03 junho 2010

Cinco Casamentos, Quatro Divórcios, Um Funeral

Sentado, de perna traçada, ar satisfeito mas de sorriso choramingas, o morto contemplava de uma campa próxima o seu funeral.
– Nunca pensei que isto fosse assim – disse, dirigindo-se ao morto-guia que lhe calhara em sorte.
– Não?
– Não – respondeu o morto cujo corpo enterravam. – Sempre pensei que não houvesse nada depois da morte. Foi uma surpresa completa você aparecer e uma surpresa ainda maior eu poder estar aqui, agora, a ver o meu funeral.
Pouco interessado na conversa do outro, o morto-guia levantou-se e deu um passo em frente para apreciar os vivos.
– E está composto – comentou referindo-se ao funeral.
– Composto?! – gracejou o morto, reparando na atenção que o morto-guia devotava às mulheres que, em linha, conferiam a descida do caixão. – Parece-me que o senhor está a achar isto mais do que composto.
– Ah!... – O morto-guia corou. – Ah… É que…
O morto levantou-se e bateu-lhe nas costas:
– Não fique assim, homem. Não é preciso corar. A verdade é que elas compõem qualquer funeral.
– É que ultimamente só me tem é calhado malta fora do prazo, com amigos e familiares nas mesmas condições – justificou o morto-guia. – Tem sido uma sequência demasiado deprimente – queixou-se, com um profundo suspiro.
O morto, sem conseguir decidir se o suspiro tão longo e profundo se devia à visão das mulheres ou à má-sorte nos funerais anteriores, calou-se sem atirar a graçola em que pensara que, para ser dita, lhe exigia certeza na razão do suspiro.
– Alguma coisa fiz bem – desabafou o morto por fim, sem se ter decidido a ser engraçado e tornando a sentar-se.
– Eu diria que fez bem mais do que uma coisa – respondeu o morto-guia, venerador. – É que, ainda por cima, aquelas quatro belas senhoras estão genuinamente tristes com a sua morte – comentou, para ser agradável.
– Quatro?! – estranhou o morto. – Cinco – corrigiu. – Aquelas cinco belas senhoras…
– Sim, as cinco são muito belas – aceitou o morto-guia, acenando com a cabeça encantado. – Muito belas…
– São as minhas viúvas – lançou o morto, vaidoso. – E todas choram a minha morte, hã?! Já viu…
– Muito belas – repetiu o morto-guia, concentrado.
– As quatro da esquerda são as minhas ex-mulheres – enunciou o morto. – A da direita é que é mesmo a minha viúva – esclareceu, irritado com a desmedida veneração do morto-guia que começava a achar demasiado ostensiva, afinal ele é que era o morto. Ele é que merecia atenção.
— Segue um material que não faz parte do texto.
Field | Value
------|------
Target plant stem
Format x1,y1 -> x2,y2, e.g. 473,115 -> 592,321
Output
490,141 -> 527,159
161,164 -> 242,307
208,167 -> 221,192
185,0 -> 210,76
– Ah!... – A cabeça do morto-guia não parava de oscilar, aprovadora. – São as mesmas que estão genuinamente tristes com a sua morte.
– Claro!... Como é que não podiam estar – vangloriou-se o morto. – Afinal, as cinco perderam o homem da vida delas.
– A da direita não está genuinamente triste – informou o morto-guia, seco. – As da esquerda é que estão.
– Diga? – perguntou o falecido, desconfiado, levantando-se de um salto. – Como é isso? Está a brincar comigo ou quê?!
O morto-guia acenou negativamente com a cabeça e explicou, esboçando um sorriso malicioso que não conseguiu evitar:
– As suas quatro ex-mulheres estão mesmo tristes com a sua morte, a sua viúva nem por isso. Ainda que lhe fique bem o luto e seja convincente na sua demonstração de dor.
O morto praguejou e insultou o morto-guia, pondo em causa de uma penada os seus conhecimentos acerca do que os vivos sentiam, a sua competência, a sua seriedade e, por fim, arrasou a sua vida passada, mais concretamente, a sua vida sexual passada.
O morto-guia empertigou-se, fixou-o com dureza e ripostou com secura:
– As suas ex-mulheres estão tristes não é propriamente pela morte, meu caro. As sua ex-mulheres estão tristes com o fim das pensões de alimentos que você lhes pagava. Já a sua mulher, apesar do brilhante desempenho como viúva infeliz, está satisfeita por não ter de o aturar mais; por ser, das cinco, a sua única herdeira e porque as outras deixaram de receber as pensões e não terem direito a nada. Mais alguma coisa ou podemos ir embora?